Il primo ministro turco, Ahmet Davutoğlu, ha annunciato le sue dimissioni. In carica dal 30 agosto 2014, Davutoğlu assunse l’incarico di capo del governo dopo l’elezione a presidente della repubblica di Recep Tayyip Erdoğan, già leader dell’AKP. Il partito lo scelse allora come segretario e candidato premier, essendo i due ruoli tradizionalmente legati.
In questi due anni Davutoğlu si è trovato più volte in contrasto con Erdogan, del quale rappresentava un’alternativa moderata. Più volte il primo ministro ha cercato di limitare le ambizioni accentratrici del presidente e, tra coloro che auspicavano una caduta di Erdogan, erano in molti a vedere in Davutoğlu un successore ideale, capace di restituire alla Turchia quella credibilità che Erdogan le sta togliendo.
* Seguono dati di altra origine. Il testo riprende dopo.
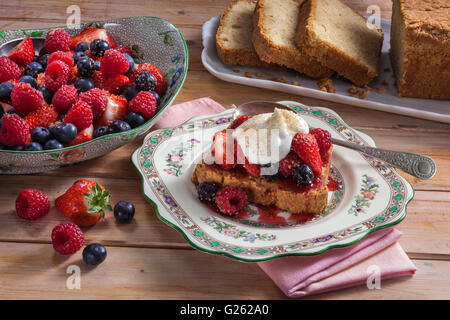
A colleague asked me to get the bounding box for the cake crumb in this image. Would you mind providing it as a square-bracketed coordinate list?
[317, 78, 336, 93]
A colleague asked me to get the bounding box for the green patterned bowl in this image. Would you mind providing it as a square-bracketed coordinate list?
[0, 17, 188, 174]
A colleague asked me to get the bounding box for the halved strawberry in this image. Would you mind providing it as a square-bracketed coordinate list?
[71, 28, 116, 49]
[211, 130, 237, 169]
[291, 133, 322, 177]
[92, 71, 130, 94]
[66, 125, 94, 147]
[97, 94, 128, 127]
[129, 63, 167, 95]
[8, 37, 34, 67]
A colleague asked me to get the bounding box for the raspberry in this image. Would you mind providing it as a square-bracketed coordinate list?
[100, 49, 130, 75]
[0, 56, 21, 83]
[197, 182, 218, 202]
[24, 103, 59, 132]
[16, 189, 50, 220]
[52, 85, 78, 111]
[278, 151, 304, 178]
[44, 29, 72, 53]
[11, 82, 44, 115]
[45, 60, 72, 91]
[64, 101, 94, 132]
[128, 91, 156, 120]
[291, 133, 322, 177]
[229, 116, 252, 129]
[52, 222, 84, 255]
[0, 114, 30, 146]
[47, 51, 73, 68]
[216, 188, 248, 215]
[80, 88, 108, 120]
[129, 63, 167, 95]
[309, 128, 331, 162]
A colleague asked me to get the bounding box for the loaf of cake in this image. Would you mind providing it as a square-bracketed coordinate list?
[390, 0, 450, 99]
[295, 0, 383, 87]
[253, 0, 333, 78]
[216, 0, 269, 67]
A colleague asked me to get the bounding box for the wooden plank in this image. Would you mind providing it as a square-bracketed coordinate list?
[0, 243, 450, 299]
[0, 176, 450, 255]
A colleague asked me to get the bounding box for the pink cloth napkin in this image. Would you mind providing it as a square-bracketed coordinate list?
[155, 98, 416, 298]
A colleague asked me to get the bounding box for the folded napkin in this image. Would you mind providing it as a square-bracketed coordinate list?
[155, 98, 416, 298]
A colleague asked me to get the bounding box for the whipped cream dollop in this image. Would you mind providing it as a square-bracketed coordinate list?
[234, 108, 309, 164]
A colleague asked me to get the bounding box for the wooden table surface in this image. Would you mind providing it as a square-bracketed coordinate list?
[0, 0, 450, 299]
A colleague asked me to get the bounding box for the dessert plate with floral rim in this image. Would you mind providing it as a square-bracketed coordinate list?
[131, 101, 414, 262]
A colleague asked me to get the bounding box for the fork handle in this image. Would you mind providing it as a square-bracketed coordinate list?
[332, 138, 436, 180]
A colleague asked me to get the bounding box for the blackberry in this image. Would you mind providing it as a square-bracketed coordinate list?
[197, 182, 218, 202]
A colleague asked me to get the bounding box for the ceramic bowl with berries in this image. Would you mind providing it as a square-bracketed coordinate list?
[0, 17, 188, 174]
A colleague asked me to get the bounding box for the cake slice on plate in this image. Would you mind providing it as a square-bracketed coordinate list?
[192, 109, 332, 215]
[295, 0, 383, 87]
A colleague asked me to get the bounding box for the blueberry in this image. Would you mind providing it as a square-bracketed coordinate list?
[197, 182, 218, 202]
[94, 126, 109, 138]
[44, 139, 64, 150]
[38, 87, 55, 104]
[77, 58, 94, 78]
[121, 85, 139, 101]
[0, 81, 14, 102]
[150, 91, 161, 105]
[293, 164, 314, 186]
[108, 120, 131, 133]
[75, 42, 89, 52]
[50, 123, 78, 143]
[5, 146, 23, 151]
[73, 78, 94, 93]
[72, 51, 89, 64]
[89, 39, 109, 57]
[36, 53, 50, 69]
[25, 62, 44, 78]
[114, 201, 134, 223]
[125, 112, 145, 129]
[19, 76, 37, 89]
[83, 243, 107, 266]
[25, 142, 42, 151]
[31, 127, 52, 145]
[94, 60, 100, 71]
[39, 47, 47, 57]
[134, 71, 156, 91]
[123, 53, 134, 73]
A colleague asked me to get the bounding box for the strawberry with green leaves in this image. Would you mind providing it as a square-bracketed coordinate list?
[55, 179, 112, 227]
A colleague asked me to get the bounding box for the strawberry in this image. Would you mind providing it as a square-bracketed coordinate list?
[100, 49, 130, 76]
[229, 116, 252, 129]
[243, 158, 261, 178]
[66, 125, 94, 147]
[55, 180, 112, 227]
[211, 130, 237, 169]
[0, 56, 22, 83]
[96, 94, 128, 127]
[71, 28, 116, 49]
[92, 71, 130, 94]
[278, 151, 304, 178]
[23, 103, 59, 132]
[8, 37, 34, 67]
[44, 29, 71, 53]
[291, 133, 322, 177]
[64, 101, 94, 132]
[129, 63, 167, 95]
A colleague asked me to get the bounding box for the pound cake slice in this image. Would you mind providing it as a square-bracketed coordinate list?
[390, 0, 450, 99]
[295, 0, 383, 87]
[216, 0, 269, 67]
[252, 0, 333, 78]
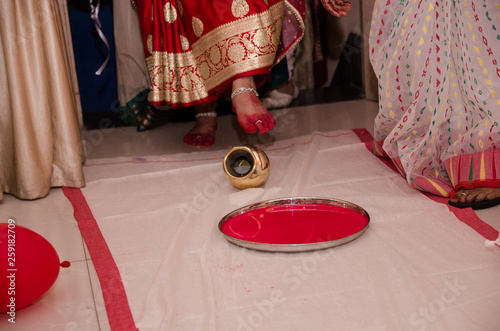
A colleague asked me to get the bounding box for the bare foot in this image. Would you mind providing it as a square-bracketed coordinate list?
[184, 103, 217, 146]
[233, 77, 276, 134]
[450, 187, 500, 203]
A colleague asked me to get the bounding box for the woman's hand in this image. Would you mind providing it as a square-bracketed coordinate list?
[321, 0, 351, 17]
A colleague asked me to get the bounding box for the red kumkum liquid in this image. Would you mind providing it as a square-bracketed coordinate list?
[222, 204, 368, 245]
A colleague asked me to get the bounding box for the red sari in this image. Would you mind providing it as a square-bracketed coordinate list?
[136, 0, 305, 107]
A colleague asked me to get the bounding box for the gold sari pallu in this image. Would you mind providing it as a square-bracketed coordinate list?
[138, 0, 303, 107]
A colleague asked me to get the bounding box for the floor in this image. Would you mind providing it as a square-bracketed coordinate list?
[0, 100, 500, 331]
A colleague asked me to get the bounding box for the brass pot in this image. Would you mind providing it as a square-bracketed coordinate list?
[222, 145, 271, 189]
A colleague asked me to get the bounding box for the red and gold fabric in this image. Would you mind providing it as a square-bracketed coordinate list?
[136, 0, 305, 107]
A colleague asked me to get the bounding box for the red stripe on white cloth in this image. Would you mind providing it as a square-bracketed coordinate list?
[353, 129, 499, 247]
[62, 187, 138, 331]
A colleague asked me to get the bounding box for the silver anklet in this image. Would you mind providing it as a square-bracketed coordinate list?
[231, 87, 259, 101]
[194, 111, 217, 118]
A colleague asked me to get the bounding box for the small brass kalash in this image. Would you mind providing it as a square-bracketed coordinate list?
[222, 145, 271, 190]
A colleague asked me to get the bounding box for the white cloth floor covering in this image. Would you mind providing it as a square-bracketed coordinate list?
[82, 131, 500, 331]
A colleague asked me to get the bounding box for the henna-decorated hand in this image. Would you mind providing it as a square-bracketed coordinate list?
[321, 0, 351, 17]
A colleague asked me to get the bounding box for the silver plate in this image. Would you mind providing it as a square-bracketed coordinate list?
[219, 197, 370, 252]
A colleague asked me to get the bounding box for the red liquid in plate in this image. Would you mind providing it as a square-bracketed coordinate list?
[221, 204, 368, 244]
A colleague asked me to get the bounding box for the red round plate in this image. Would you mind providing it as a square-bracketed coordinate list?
[219, 198, 370, 252]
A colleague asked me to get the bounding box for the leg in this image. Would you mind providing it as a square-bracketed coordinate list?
[233, 77, 276, 134]
[184, 102, 217, 146]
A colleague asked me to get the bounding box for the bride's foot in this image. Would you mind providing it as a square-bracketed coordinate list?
[184, 106, 217, 146]
[231, 77, 276, 134]
[449, 187, 500, 209]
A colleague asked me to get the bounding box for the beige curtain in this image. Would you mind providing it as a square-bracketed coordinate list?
[0, 0, 84, 199]
[113, 0, 149, 106]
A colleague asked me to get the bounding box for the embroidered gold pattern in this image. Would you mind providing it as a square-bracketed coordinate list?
[231, 0, 250, 18]
[192, 17, 204, 38]
[146, 2, 284, 105]
[163, 1, 177, 23]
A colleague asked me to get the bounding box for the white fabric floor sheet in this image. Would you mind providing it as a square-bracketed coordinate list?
[82, 131, 500, 331]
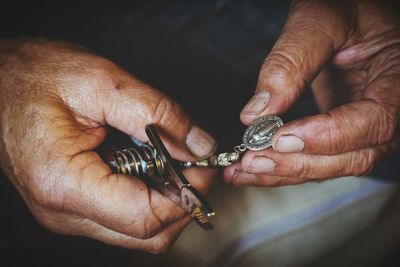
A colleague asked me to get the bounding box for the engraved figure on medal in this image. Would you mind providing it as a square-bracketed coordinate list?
[243, 115, 283, 151]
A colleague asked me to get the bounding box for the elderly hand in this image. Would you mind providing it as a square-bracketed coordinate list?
[225, 0, 400, 186]
[0, 39, 215, 253]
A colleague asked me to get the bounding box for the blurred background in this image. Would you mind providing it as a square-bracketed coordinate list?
[0, 0, 400, 266]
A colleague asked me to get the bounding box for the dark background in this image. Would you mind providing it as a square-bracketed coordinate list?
[0, 0, 400, 266]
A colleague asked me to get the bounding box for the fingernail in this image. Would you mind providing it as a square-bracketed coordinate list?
[249, 157, 275, 173]
[241, 90, 270, 116]
[274, 135, 304, 152]
[232, 171, 257, 185]
[186, 126, 217, 158]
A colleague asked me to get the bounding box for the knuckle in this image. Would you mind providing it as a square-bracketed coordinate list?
[376, 112, 398, 144]
[288, 156, 312, 180]
[125, 214, 162, 239]
[151, 237, 172, 254]
[367, 102, 399, 145]
[263, 49, 306, 91]
[31, 177, 67, 210]
[345, 149, 379, 176]
[152, 96, 182, 125]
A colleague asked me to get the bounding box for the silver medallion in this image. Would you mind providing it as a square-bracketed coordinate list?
[243, 115, 283, 150]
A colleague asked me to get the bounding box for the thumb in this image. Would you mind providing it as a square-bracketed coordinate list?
[104, 70, 217, 160]
[240, 1, 353, 124]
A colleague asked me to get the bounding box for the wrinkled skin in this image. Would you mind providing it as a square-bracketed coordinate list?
[224, 1, 400, 186]
[0, 39, 215, 253]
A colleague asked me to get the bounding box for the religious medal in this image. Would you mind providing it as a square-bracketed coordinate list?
[105, 115, 283, 230]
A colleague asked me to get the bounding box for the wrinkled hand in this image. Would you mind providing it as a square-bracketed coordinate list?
[0, 39, 215, 253]
[225, 0, 400, 186]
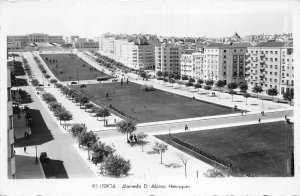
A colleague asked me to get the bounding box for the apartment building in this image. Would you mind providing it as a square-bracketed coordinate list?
[180, 53, 195, 78]
[192, 52, 206, 80]
[204, 42, 252, 84]
[7, 33, 65, 50]
[246, 40, 294, 95]
[155, 43, 182, 74]
[7, 63, 16, 179]
[72, 38, 99, 50]
[99, 36, 155, 70]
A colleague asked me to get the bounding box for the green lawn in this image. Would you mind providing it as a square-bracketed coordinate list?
[156, 121, 294, 176]
[40, 54, 107, 81]
[73, 81, 235, 123]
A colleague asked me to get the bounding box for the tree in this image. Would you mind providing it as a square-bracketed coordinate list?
[178, 154, 189, 177]
[70, 123, 87, 137]
[58, 110, 73, 124]
[189, 78, 195, 83]
[116, 120, 136, 143]
[181, 75, 189, 80]
[252, 85, 263, 99]
[197, 79, 204, 84]
[204, 85, 211, 95]
[174, 74, 180, 80]
[227, 82, 237, 101]
[194, 83, 202, 94]
[156, 71, 163, 77]
[31, 79, 40, 86]
[96, 108, 110, 125]
[239, 83, 248, 93]
[216, 80, 226, 99]
[267, 88, 278, 101]
[163, 71, 169, 79]
[50, 79, 58, 84]
[136, 132, 148, 152]
[103, 155, 131, 177]
[205, 80, 214, 86]
[91, 141, 116, 165]
[168, 73, 175, 79]
[244, 93, 251, 105]
[169, 78, 175, 87]
[153, 142, 168, 164]
[140, 72, 147, 79]
[80, 96, 89, 107]
[78, 131, 98, 160]
[283, 88, 294, 105]
[84, 103, 94, 111]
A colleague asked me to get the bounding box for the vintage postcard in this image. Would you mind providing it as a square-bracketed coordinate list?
[0, 0, 300, 195]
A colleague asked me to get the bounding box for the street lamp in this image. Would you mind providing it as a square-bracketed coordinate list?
[35, 145, 38, 163]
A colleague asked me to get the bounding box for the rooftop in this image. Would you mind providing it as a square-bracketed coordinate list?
[254, 41, 288, 48]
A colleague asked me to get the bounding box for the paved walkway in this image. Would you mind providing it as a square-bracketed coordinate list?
[15, 86, 95, 178]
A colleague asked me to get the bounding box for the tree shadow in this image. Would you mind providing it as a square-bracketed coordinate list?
[42, 159, 69, 178]
[15, 109, 54, 147]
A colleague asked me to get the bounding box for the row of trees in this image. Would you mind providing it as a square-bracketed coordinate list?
[70, 124, 131, 177]
[156, 71, 294, 104]
[42, 93, 73, 127]
[55, 83, 111, 125]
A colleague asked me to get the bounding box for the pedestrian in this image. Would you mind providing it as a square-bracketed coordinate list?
[184, 124, 189, 131]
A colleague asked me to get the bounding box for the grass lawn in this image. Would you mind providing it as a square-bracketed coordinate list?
[72, 81, 235, 123]
[156, 121, 294, 176]
[40, 54, 107, 81]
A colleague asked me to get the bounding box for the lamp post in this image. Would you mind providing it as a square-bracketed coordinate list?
[35, 145, 38, 163]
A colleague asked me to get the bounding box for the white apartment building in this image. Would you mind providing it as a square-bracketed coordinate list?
[99, 36, 155, 70]
[7, 33, 65, 50]
[155, 43, 182, 74]
[73, 38, 99, 50]
[201, 42, 252, 84]
[192, 52, 206, 80]
[246, 41, 294, 95]
[7, 63, 16, 179]
[180, 53, 195, 78]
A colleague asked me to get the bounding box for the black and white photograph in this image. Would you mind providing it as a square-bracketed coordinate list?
[0, 0, 300, 196]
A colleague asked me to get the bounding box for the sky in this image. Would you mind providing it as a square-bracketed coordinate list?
[0, 0, 293, 38]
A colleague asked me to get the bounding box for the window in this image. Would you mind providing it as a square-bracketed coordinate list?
[7, 88, 11, 101]
[8, 115, 13, 129]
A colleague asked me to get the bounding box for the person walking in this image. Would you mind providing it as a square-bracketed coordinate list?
[184, 124, 189, 131]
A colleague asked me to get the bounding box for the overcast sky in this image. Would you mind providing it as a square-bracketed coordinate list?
[0, 0, 293, 37]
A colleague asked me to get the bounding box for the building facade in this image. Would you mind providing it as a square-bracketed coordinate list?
[246, 41, 294, 95]
[155, 43, 182, 74]
[180, 53, 195, 78]
[203, 42, 252, 84]
[7, 63, 16, 179]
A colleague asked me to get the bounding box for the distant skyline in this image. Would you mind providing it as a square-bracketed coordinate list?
[0, 0, 293, 38]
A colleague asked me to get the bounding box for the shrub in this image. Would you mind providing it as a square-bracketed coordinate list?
[103, 155, 131, 177]
[70, 123, 87, 137]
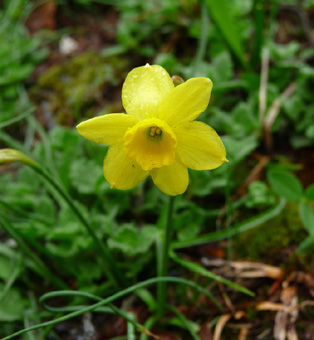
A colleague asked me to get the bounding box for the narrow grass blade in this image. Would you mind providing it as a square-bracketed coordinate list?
[172, 198, 286, 249]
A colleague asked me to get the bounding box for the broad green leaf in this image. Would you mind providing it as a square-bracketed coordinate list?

Non a caso è stato proprio Davutoğlu a negoziare con l’Unione Europea l’accordo sui migranti. E lo stesso primo ministro è anche stato in prima linea contro la volontà di Erdogan di modificare la costituzione in modo da fornire al presidente maggiori poteri. Infine, provenendo dall’ambiente accademico, Davutoğlu non ha gradito l’arresto dei docenti universitari responsabili di avere firmato di un appello per la fine delle violenze nel Kurdistan turco.
Lo scontro tra due, politico e personale, si è concluso con l’annuncio di ieri, mercoledì 4 maggio. Dopo due ore di conversazione con il presidente, Davutoğlu ha annunciato le proprie dimissioni “non per volontà ma per necessità”. Il suo allontanamento segna un’involuzione nel percorso di democratizzazione della Turchia. Un percorso che proprio con l’avvento di Erdogan, nel 2003, sembrava destinato a compiersi ma che presto è tornato sul più facile binario dell’autoritarismo.